Today, with cell phones and the Internet, the whole event would have unraveled differently. But then, the only people I knew who had cell phones were a secretary at Dennis’s firm whose husband was rumored to be a member of the Cuban mafia, and a doctor I knew from my office, who preferred it to a beeper in case of emergencies. We knew several people who had car phones, and indeed our next car would have one, but at the time we did not, and so we drove in silence, Dennis squeezing my knee. As I’d watched the newscast at the bar, my mind had been cloudy with panic, my vision had narrowed, and I’d had difficulty viewing the screen as a whole—instead I’d seen the ambulance in the corner, then the words on the screen, then the newswoman in her yellow jacket. But in the car, looking out at the clear bright night, I grew calm. Not this, I prayed. This is not going to happen to me. To someone else, this is happening, but it is not happening to me. One thing I felt, beyond the fear and frenzy, was love: for my daughter, for my husband. When we turned into our driveway, I said, “If there’s no message, we’ll call the Gainesville police, and if we can’t get through, we’ll get back in the car. We can be there in six hours.”

Dennis paused. “We’ll check the machine,” he repeated. “Then we’ll call the police. Then we’ll drive.” We were people who needed a plan, and he seemed to consider this a good one. But when we rushed into the kitchen, I saw the red light on the answering machine blinking, and I cried out in relief. He hit the play button, and then there was a woman’s voice—but it wasn’t Margo, it was Gloria, and she said something about a picnic at the beach before Dennis hit the delete button, and the machine sounded a long beep. And then—finally, like wheels touching down after a turbulent flight—it was Margo, saying, “Are you there? You’re going to see the news. I’m all right.” She paused. “Those girls—they lived right next door to me.” There was the soft, wailing sound of my daughter crying, and I started to cry, too. Dennis replayed the message and we listened again. He dialed her number, frowned, and handed the phone to me. I got the tail end of a recorded message, and then it repeated: All circuits are busy, please try your call again.

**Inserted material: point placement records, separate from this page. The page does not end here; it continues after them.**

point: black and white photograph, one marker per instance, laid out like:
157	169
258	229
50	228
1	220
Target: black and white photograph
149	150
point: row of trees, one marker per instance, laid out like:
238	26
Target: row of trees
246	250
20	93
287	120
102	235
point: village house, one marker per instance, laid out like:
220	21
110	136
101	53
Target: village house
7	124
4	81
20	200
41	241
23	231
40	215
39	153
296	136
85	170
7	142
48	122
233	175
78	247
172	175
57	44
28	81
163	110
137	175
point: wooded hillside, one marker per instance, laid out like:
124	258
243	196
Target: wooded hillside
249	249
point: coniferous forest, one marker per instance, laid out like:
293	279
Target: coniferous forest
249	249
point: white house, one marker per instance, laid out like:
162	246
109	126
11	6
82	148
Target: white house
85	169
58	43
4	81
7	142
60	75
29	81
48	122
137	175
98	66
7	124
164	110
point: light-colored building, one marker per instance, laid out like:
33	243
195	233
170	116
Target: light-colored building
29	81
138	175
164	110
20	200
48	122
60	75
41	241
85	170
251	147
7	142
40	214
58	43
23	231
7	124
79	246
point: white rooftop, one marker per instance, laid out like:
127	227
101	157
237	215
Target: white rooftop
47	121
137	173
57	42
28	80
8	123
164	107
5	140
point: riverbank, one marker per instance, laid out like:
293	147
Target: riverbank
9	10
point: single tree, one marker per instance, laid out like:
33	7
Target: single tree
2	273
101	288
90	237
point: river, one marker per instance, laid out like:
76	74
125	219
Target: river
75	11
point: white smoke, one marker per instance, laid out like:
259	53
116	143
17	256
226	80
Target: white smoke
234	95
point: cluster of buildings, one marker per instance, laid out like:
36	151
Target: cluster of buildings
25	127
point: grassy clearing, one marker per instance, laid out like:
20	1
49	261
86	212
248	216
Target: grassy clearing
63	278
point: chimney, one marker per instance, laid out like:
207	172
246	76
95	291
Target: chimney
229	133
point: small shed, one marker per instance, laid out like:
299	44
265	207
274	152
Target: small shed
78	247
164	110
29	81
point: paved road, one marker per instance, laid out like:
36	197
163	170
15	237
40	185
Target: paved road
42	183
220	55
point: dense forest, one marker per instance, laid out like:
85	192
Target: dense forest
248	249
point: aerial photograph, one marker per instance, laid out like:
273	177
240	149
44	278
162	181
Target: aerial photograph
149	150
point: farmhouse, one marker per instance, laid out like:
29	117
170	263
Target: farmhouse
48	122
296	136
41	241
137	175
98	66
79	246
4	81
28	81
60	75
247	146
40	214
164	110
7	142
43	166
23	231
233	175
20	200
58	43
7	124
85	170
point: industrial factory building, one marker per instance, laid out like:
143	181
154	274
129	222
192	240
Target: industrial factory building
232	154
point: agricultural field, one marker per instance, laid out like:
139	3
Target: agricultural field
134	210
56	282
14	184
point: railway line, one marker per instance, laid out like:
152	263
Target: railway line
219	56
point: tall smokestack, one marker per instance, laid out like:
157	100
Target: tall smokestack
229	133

“The world is trying to get through,” he said. “Those poor girls.”

“Their poor parents.”

He pulled off his tie, and we moved together to the living room and sat on the sofa. After a long time, he said, “Frances, why was Jack at the wedding?”

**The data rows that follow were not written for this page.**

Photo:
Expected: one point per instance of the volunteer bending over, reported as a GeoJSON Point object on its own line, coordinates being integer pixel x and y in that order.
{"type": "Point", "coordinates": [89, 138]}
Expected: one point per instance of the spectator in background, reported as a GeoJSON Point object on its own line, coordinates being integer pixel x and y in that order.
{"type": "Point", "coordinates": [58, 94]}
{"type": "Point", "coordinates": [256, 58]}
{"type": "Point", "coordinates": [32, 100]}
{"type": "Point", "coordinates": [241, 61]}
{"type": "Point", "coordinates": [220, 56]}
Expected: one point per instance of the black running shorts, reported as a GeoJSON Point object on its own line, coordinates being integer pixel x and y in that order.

I closed my eyes. It seemed ridiculous to talk about this now, but I didn’t have the energy to refuse. “He wasn’t. He was upstairs, having dinner.”

“Were you with him? At the bar, I mean?”

“No.” Then I said, “No more than you were with Julia at the reception.” This seemed a nod toward a confession, and it was the only admission I would ever make.

“Will you see him when you switch to this new team?”

“No.” This wasn’t exactly true—he would be around, even if he wasn’t my coach—but I knew I would not join another team at the Biltmore. I would play somewhere else, if I kept playing at all.